Kaya Hart (center) prepares to take a shot during a 16-5 victory over Fullerton at the Troy High School pool on Jan. 22. 

Esther Oh, Staff Reporter

When senior Kaya Hart first started swimming at the age of 12, she didn’t expect to be recruited to a Division 1 program, and she certainly didn’t expect to be recognized as one of the more prominent players in recent Sunny Hills water polo history. 

Hart, who has also been a part of the SOCAL Water polo club for four years, signed to Iona College Feb. 5 on National Signing Day and is excited to travel to New Rochelle, New York, for school. She was scouted for a position different from her high school water polo position, but she is excited for the change.

“College will be more about making plays rather than finishing them, and I’m really excited for that change of role,” Hart said. 

Recognized as the Freeway League Player of the Year for the 2019-2020 season, she was selected to be on the Division 3 CIF-SS first team, after spending her junior year on the Division 4 CIF-SS first team.

“I feel honored,” Hart said. “It’s awesome that the coaches who saw me play thought that I had the talent and deserved to make [the first team].”
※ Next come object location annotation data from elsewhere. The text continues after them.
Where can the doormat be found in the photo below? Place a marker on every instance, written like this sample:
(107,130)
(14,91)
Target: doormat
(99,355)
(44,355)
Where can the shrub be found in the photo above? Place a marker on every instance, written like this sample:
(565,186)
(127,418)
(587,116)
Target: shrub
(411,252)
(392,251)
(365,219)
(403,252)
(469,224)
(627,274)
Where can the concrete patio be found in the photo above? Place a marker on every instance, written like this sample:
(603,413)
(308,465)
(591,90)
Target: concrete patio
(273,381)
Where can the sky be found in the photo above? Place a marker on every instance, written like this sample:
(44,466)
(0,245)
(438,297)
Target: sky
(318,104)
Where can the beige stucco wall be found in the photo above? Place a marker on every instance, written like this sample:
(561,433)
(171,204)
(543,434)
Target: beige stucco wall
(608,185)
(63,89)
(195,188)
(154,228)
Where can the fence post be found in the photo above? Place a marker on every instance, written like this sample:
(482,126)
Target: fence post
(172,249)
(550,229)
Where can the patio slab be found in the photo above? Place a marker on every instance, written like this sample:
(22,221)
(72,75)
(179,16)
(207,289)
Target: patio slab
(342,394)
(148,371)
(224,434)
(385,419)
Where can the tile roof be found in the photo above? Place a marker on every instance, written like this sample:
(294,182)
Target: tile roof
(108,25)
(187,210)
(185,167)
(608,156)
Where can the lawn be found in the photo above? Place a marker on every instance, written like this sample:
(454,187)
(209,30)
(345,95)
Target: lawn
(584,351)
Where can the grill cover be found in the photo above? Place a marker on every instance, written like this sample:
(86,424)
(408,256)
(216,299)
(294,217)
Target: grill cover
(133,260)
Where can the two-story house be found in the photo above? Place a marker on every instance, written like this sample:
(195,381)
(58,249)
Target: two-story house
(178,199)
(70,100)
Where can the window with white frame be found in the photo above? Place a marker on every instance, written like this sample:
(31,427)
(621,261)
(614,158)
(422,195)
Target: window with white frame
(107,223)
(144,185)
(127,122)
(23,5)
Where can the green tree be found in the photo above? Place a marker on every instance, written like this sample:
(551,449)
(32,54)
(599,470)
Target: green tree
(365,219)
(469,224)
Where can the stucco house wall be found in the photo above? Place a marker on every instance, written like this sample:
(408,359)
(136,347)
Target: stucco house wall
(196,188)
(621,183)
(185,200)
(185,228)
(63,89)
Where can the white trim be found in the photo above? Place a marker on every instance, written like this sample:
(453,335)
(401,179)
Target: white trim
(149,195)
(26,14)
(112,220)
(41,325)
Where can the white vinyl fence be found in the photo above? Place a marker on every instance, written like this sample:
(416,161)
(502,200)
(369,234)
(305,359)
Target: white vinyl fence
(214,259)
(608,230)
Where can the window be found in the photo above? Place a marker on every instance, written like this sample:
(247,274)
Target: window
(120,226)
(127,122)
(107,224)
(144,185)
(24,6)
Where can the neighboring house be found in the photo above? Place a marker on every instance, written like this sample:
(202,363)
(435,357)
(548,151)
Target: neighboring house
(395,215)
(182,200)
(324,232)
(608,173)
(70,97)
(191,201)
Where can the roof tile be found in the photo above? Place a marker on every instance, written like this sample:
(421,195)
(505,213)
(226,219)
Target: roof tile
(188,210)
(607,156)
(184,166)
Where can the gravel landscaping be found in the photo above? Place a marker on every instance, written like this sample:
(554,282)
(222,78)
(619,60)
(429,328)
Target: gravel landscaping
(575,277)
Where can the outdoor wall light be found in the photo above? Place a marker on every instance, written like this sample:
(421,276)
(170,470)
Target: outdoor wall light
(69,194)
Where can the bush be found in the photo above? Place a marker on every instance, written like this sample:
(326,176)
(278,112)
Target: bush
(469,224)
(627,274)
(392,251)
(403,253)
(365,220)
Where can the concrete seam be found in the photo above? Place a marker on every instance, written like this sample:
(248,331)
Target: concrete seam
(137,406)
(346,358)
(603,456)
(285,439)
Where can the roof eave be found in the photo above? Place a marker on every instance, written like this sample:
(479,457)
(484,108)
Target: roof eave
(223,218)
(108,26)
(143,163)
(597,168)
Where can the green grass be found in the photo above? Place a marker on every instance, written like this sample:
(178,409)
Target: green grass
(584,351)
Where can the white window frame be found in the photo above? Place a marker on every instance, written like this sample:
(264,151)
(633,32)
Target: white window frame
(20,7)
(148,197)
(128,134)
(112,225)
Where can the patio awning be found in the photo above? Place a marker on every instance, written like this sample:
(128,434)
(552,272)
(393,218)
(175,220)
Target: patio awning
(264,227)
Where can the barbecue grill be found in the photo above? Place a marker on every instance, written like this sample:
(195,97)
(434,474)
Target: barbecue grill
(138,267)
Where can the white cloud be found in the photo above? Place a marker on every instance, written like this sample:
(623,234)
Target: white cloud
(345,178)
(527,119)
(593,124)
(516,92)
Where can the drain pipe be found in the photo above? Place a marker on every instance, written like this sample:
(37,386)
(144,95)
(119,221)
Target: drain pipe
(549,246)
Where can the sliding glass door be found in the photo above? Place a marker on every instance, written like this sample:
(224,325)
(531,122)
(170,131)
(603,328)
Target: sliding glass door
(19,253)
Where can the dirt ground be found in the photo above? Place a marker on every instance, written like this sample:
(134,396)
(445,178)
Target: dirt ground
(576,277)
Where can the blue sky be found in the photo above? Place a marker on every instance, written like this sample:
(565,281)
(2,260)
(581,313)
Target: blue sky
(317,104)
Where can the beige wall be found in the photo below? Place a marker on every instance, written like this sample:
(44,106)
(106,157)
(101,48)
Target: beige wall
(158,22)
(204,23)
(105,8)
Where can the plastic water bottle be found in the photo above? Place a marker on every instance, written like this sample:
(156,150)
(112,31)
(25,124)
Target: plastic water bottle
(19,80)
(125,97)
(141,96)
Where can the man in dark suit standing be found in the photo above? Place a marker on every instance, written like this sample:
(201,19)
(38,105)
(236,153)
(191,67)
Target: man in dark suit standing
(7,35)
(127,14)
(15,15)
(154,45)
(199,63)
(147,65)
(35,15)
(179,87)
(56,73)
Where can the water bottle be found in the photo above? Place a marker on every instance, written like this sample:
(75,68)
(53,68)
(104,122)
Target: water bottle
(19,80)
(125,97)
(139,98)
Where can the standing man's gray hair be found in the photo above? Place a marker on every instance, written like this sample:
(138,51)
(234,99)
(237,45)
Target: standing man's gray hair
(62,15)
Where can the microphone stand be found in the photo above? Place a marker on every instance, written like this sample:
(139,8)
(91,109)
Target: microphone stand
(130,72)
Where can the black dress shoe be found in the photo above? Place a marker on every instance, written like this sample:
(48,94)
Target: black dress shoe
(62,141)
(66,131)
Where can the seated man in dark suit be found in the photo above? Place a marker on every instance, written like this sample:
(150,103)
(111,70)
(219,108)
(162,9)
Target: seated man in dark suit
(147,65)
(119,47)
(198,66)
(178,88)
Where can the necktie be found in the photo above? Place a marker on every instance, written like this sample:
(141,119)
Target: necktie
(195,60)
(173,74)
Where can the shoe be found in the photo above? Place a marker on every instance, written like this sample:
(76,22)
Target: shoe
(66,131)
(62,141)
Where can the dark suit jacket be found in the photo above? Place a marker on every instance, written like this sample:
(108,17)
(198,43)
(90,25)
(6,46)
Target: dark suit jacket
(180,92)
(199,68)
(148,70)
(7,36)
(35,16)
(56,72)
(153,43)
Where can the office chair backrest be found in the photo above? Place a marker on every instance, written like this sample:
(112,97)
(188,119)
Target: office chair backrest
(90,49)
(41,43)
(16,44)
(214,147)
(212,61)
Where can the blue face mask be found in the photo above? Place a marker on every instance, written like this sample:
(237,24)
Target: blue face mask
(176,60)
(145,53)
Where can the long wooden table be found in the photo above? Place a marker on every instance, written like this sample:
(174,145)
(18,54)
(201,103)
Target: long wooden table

By the end of the 2019-2020 season, Hart scored 100 goals, had over 20 twenty field blocks and was a team leader in steals.

As one of the top scorers in SH water polo history, Hart spent 18 hours a week in the pool and gym during the high school water polo season. During the summertime, she put in about 25 hours a week between weight training, club practice, high school practice and games.  

“Training during pre-season is the hardest since we do a lot of conditioning, but I think it really helps to bring the team together because we lean on each other to mentally last a long and exhausting practice,” she said. “Summer training is more fun since we have time to improve without the pressure of CIF or league titles being determined when we play.”

Hart mentioned that her love for the game allowed her to stand out from other athletes. She put in extra practices and more training than what was asked of her. 

“[After] every game, I felt like I worked hard, and I would think about what I could do to improve,” she said.

Water polo head coach Keith Nighswonger commends her for her talent, effort and positive nature.

“Kaya is the rarest of athletes,” Nighswonger said. “She has college D1 talent, a burning desire to improve, and most importantly, she is coachable and a great teammate.”

The athlete first started swimming as an elementary student without planning to also play water polo. Her two older brothers—both of which played water polo—pushed her to play the same sport as them, thus which led her to pursue swimming, and eventually water polo in high school. 

“At first I didn’t really want to play polo at all, but my coach and teammates made me realize how great the sport is,” she said. “As a freshman, I immediately fell in love with water polo.”

Senior Rachel Loomis, one of Hart’s teammates and co-captain of the SH girls water polo team, praises her for being focused and calm during any given situation.

“I think her biggest strength is how she [is] able to keep her head in the game under any and every situation,” Loomis said. “She also made sure her teammates were focused and ready.” 

In her sophomore year, SH assistant varsity and head junior varsity coach Jordan Jamie told her that the only thing holding her back was her mindset. Her coach’s words kept her motivated throughout her years as a water polo athlete

“He told me to think about it as a team sport rather than thinking that I brought my team down,” Hart said. “He reminded me that everyone makes mistakes, but it’s after those mistakes that will drive success in the future.”

The athlete said the best parts of the sport for her were the friendships she made while playing water polo. 

“I am so grateful for the friendships and opportunities water polo gave me,” she said. “I was able to step out of my comfort zone and learn how to be a good teammate and leader.”